Mercy walked straight forward, right up to where the edge of the porch had once started. The posts hadn’t merely been sawed off at ground level, but dug up, concrete and all, leaving leg-breaker craters behind. A shallow well had provided water to the cabin, and the pipes remained, lying along the tilled-up earth once covered by joists and floorboards. They’d left the foundation stones. Otherwise, it was as though the structure had never existed.
He stepped to the very center, where the weeds hadn’t started to grow yet, where he’d once laid a rug down on old warped floorboards, and thought it felt homey. As the day lightened around them, the peepers and crickets gave way to the racket of birds, and the first trilling whines of cicadas.

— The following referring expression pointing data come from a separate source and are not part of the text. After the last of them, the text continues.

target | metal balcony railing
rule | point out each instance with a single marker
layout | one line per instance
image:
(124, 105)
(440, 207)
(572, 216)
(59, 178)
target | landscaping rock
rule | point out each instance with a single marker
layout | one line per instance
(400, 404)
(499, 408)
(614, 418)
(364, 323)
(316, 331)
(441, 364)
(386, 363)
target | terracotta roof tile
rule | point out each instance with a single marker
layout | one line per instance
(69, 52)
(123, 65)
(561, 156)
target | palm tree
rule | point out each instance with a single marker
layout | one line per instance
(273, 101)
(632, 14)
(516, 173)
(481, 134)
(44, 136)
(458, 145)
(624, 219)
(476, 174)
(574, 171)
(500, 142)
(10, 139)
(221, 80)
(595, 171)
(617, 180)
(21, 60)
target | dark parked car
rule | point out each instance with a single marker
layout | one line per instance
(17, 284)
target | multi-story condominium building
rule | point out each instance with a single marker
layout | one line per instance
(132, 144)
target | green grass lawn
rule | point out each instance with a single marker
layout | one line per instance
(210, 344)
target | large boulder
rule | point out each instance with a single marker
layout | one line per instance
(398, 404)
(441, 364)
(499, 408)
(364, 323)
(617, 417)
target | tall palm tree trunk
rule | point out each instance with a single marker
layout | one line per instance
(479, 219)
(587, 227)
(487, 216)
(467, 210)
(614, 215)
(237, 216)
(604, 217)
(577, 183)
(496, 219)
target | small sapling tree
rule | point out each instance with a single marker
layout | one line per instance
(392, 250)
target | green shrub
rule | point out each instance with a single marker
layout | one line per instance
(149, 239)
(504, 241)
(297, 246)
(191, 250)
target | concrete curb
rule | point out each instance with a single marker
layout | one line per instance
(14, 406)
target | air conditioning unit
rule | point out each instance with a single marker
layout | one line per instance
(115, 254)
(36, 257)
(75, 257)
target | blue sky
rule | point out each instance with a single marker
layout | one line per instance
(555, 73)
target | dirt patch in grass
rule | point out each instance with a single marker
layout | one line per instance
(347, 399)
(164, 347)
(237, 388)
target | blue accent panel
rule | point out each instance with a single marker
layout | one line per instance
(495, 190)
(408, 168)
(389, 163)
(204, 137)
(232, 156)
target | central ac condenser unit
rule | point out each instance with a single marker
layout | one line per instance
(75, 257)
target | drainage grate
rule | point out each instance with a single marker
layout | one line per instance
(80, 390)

Devin joined him. “You weren’t expecting him to be here, were you?”
“No.” And he hadn’t been. “Had to start somewhere, though.”
“Right,” Devin agreed. “Now what? Go back into town? Keep searching out here?”
He said it casually, but Mercy wasn’t fooled. He turned to regard the man and found Devin watching him with sharp blue eyes full of withheld suggestions. For someone whose children professed to hate him, he had the sort of intelligent, paternal air Mercy would have expected from someone who’d brought his kids up properly, in a hands-on, daily way.
Wise. That was the word for Devin Green. All ten of his children would have scoffed aloud at the notion…but Mercy thought they would agree with him, deep down.
Mercy couldn’t manage a real smile – the kind that split his face, that allowed some jubilant, inner child part of him to break out into the waking world and set people at ease – but he could lift his lips a little, and that eased a modicum of the tension lodged in his gut. Devin mirrored the expression, and that helped a little, too. “Well, we could do that. Go into town, visit the old haunts. Turn over stones and kick anthills. All that shit. But this is definitely a needle in a haystack situation. Boyle wants me to hunt him – he’s desperate for it. So desperate, in fact, that if I make him come to me instead, he’ll have no choice but to come.”
Devin’s smile broadened. “A trap?”
“A trap. A nasty one.”
“I’d be disappointed in you if it wasn’t.”